Utah Diné Bikéyah, Utah (U.S.)
Last October, I attended the Oneida Food Sovereignty Summit in Wisconsin, a terrific event where several eventual Seeds, Soil & Culture partners made presentations. One of these was Cynthia Wilson of Utah Diné Bikéyah (UDB). True to its name ─ Diné Bikéyah means “people’s sacred lands” in the Navajo language ─ UDB’s work has long focused on the land areas of Bears Ears National Monument in southern Utah. It is a native-led organization that advocates indigenous conservation of the Earth through healing social, environmental, psychological, and physical issues that conjointly affect people and the Earth. UDB’s approach is to identify cultural values and priorities that are indispensable in regional land management planning. UDB believes that natural landscapes and elders are their communities’ best teachers of kinship, humility, and gratitude. In her talk, Cynthia referred to all these aspects of UDB while explaining its new Traditional Foods Program of which she is director.
UDB’s Traditional Foods Program aims to reconnect people in the region to ecologically and agriculturally intact landscapes to revitalize their food heritage. Native Tribes in the Bears Ears region have many centuries of experience in sustainable gathering, hunting, farming, and nurturing of wild food crops. People of the Bears Ears region have the inherent wisdom to heal challenges they face and the collective will to take action.
This spring I again met Cynthia, and UDB Executive Director Gavin Noyes, in Bluff, Utah, to talk about the Traditional Foods Program. To my surprise, Gavin asked if I would like to hike for an hour or so in Bears Ears. Of course, I said yes. Gavin and Cynthia told me that several hundred runners participating in a four-day “Sacred Strides for Healing Prayer Run” would converge that day in Bluff and continue to a campsite in Bears Ears for the final day. The Prayer Run is a way the Tribes who were involved in establishing, expanding and defending the Bears Ears National Monument might honor their collaborative efforts while paying tribute to the environment and their cultural heritage.
On our hike through pinon pines, yucca plants, and mind-expanding vistas, we were able to see the runners from quite a distance above the deep, wide valley where they ran, a spectacular sight (see photos below). The landscape of the region is truly beyond beautiful and it feels sacred just to be there. Ute, Navajo, and Pueblo peoples have lived here since time immemorial. Hillside cave dwellings and petroglyphs are common in the landscape.

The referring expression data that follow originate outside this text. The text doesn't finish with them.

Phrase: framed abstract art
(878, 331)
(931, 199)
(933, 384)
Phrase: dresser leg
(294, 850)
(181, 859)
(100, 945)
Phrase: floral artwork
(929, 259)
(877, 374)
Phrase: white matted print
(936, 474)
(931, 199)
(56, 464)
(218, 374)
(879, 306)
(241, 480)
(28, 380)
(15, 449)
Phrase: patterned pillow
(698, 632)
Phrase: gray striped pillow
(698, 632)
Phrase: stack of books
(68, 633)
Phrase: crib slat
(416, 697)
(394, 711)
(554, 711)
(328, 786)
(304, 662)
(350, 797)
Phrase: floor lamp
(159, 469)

UDB’s first step in its Traditional Foods Program is conducting an assessment of traditional foods in the Bears Ears region while guiding a collaborative process of planning to refine the program’s direction. The goal of the program is to build a model for understanding the traditional food system of Bears Ears and catalyze change in the regional food system that is grounded in indigenous culture and supported by community leaders. The work includes research on the native potato of the Bears Ears region to thoroughly understood this wild food through a biocultural and socioeconomic lens, followed by selection of harvested native potatoes for propagation and distribution across five native Tribes in the region. As Cynthia Wilson has noted, “Reclaiming local traditional food systems helps tribes heal from past wounds and respects our intellectual property by allowing us to lead our own cultural revitalization as sovereign nations.”*
It is a fortunate development and a pleasure that Seeds, Soil & Culture and Utah Diné Bikéyah are now project partners. Seeds, Soil & Culture is looking to support fledgling projects such as the initial work of UDB’s Traditional Foods Program. That we are able to support, from a cultural perspective, ongoing efforts to conserve all that Bears Ears National Monument is meant to represent is very gratifying to our team.